Namun, selama sebulan sejak masa percobaan dan pemberlakuan perluasan ganjil genap, kualitas udara Jakarta berdasarkan www.airvisual.com masih didominasi kondisi tidak sehat untuk kelompok sensitif.
Sementara itu, Stasiun Pengukur Kualitas Udara di Gelora Bung Karno milik Kementerian Lingkungan Hidup dan Kehutanan, Selasa sore, mencatat kualitas udara Jakarta tercemar sedang dengan indeks standar pencemaran udara 78 dengan parameter polutan ozon (O3).
Peneliti ekonomi energi Institut Penelitian Ekonomi untuk ASEAN dan Asia Timur, Alloysius Joko Purwanto, mengatakan, kebijakan ganjil genap perlu dievaluasi untuk melihat dampak pada kemacetan di luar jalan yang terkena aturan tersebut.
”Maksudnya, apakah ada limpahan kemacetan di jalan-jalan di luar jalan yang terkena ganjil genap, itu yang benar-benar harus dilihat beberapa bulan ke depan,” katanya.
Apabila tidak terjadi luapan kemacetan, kebijakan tersebut baik untuk diteruskan. Sebaliknya, kemacetan yang lebih parah atau lebih panjang di seluruh jaringan jalan justru menambah emisi dan polusi udara di Jakarta. Sebab, kendaraan akan mengeluarkan emisi paling besar saat kecepatannya di bawah 10 kilometer per jam.
Di sisi lain, sebagian warga menyiasati kebijakan ganjil genap ini agar tetap bisa bermobilitas. Agus Susanto (35), warga Kelurahan Peninggilan, Kota Tangerang, Banten, memilih berangkat lebih awal sebelum aturan diberlakukan. ”Hari ini (Selasa) saya berangkat lebih awal karena tanggal genap, sementara nomor polisi mobil saya ganjil.
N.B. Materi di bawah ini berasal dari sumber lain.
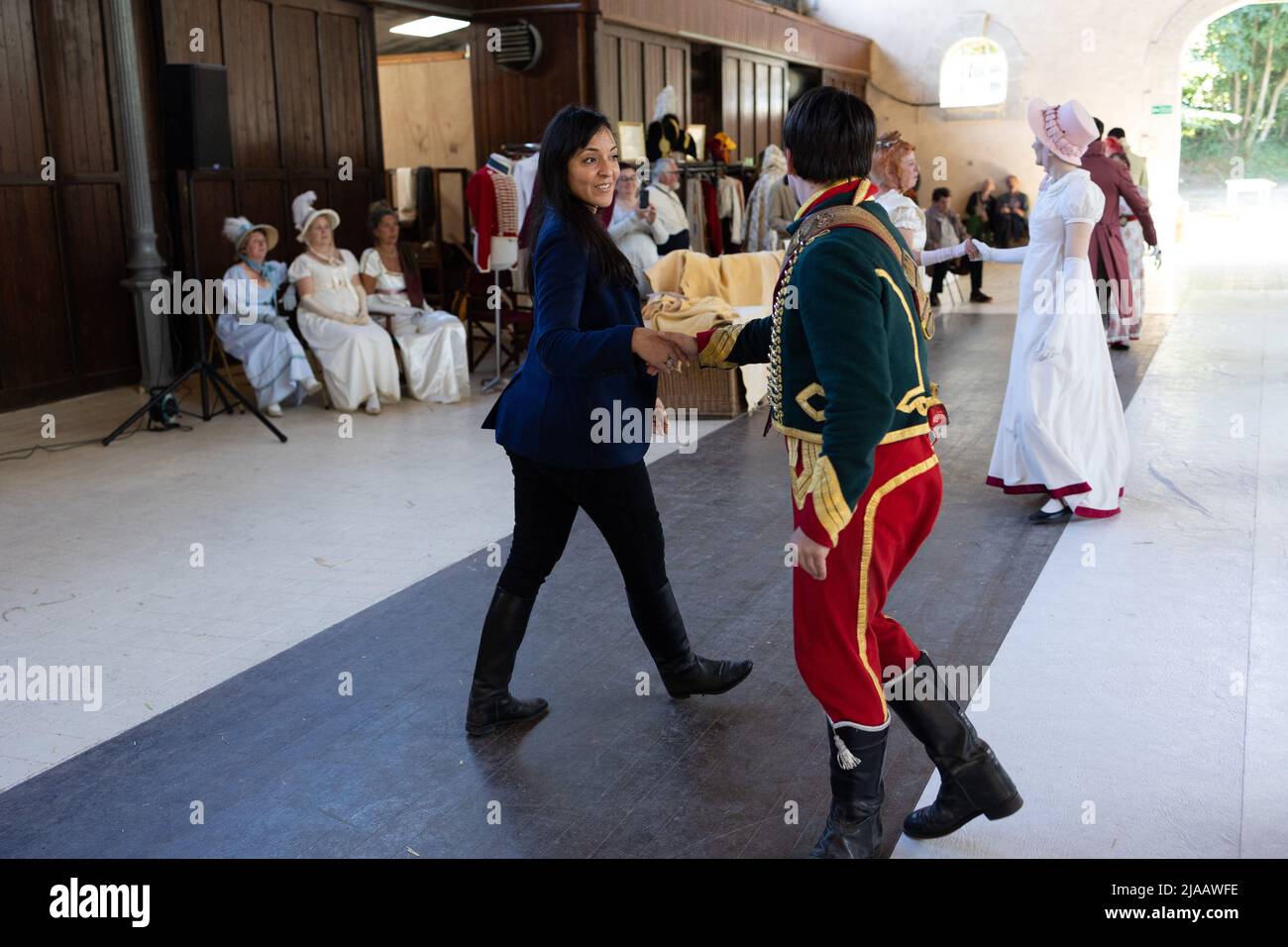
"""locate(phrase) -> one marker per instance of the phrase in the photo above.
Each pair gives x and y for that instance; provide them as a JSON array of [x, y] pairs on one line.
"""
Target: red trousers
[[846, 647]]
Biasanya saya berangkat pukul 06.15. Hari ini saya terpaksa jalan lebih awal, yakni pukul 05.30,” kata karyawan swasta di Tanjung Priok, Jakarta Utara, ini. Lain lagi dengan Anindia (31), karyawan swasta di Kebon Melati, Jakarta Pusat. Sejak Senin, ia bersama tetangganya menggunakan bus Transjakarta dari Puri Beta, Kota Tangerang.
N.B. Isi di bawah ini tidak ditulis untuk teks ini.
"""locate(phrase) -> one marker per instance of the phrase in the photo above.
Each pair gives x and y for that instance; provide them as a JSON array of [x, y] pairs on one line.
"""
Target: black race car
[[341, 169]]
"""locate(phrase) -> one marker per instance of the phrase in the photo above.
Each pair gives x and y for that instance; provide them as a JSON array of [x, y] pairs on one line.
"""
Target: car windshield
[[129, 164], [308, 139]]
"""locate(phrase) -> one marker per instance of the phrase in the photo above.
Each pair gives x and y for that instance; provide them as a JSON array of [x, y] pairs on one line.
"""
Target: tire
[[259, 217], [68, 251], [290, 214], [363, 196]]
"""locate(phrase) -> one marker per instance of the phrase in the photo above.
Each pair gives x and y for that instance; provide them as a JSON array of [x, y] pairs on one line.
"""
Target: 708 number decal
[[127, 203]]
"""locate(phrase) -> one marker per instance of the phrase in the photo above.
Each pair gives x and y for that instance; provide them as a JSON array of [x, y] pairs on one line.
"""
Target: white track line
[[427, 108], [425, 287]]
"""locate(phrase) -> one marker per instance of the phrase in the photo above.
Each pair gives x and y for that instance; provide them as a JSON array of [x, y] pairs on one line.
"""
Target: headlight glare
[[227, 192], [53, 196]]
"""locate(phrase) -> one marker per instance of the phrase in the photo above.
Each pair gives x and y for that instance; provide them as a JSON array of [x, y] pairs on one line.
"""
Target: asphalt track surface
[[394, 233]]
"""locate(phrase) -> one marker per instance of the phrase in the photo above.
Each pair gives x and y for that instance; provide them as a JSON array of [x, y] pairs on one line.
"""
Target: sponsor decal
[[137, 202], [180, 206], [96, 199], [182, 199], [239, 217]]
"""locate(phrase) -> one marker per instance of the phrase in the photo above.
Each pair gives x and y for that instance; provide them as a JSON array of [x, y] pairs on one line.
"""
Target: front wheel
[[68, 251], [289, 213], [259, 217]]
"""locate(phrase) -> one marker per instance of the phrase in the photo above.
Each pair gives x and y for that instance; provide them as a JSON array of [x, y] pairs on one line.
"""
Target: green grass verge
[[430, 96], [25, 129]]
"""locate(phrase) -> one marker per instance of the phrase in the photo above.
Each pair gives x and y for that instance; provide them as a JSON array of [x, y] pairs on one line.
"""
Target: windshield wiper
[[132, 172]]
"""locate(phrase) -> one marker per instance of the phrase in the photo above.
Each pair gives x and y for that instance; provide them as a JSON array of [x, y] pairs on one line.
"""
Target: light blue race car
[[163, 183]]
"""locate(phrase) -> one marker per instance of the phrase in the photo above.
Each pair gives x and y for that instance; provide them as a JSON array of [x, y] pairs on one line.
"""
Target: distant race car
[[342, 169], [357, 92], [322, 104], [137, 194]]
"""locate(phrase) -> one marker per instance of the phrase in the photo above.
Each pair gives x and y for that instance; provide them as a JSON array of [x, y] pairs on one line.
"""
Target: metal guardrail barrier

”Lumayan, enggak kena macet dan bisa tidur di dalam bus. Cuma repotnya kalau balik, pulang kerja. Antrean di halte padat,” kata warga Larangan Utara tersebut, Selasa.
Tilang masih tinggi
Pada hari kedua penerapan perluasan aturan ganjil genap, pelanggaran masih tetap tinggi. Kepala Subdirektorat Penegakan Hukum Direktorat Lalu Lintas Polda Metro Jaya Ajun Komisaris Besar M Nasir mengatakan, pada Selasa pukul 06.00-10.00, sejumlah 1.017 tilang dikeluarkan untuk pelanggar ganjil genap.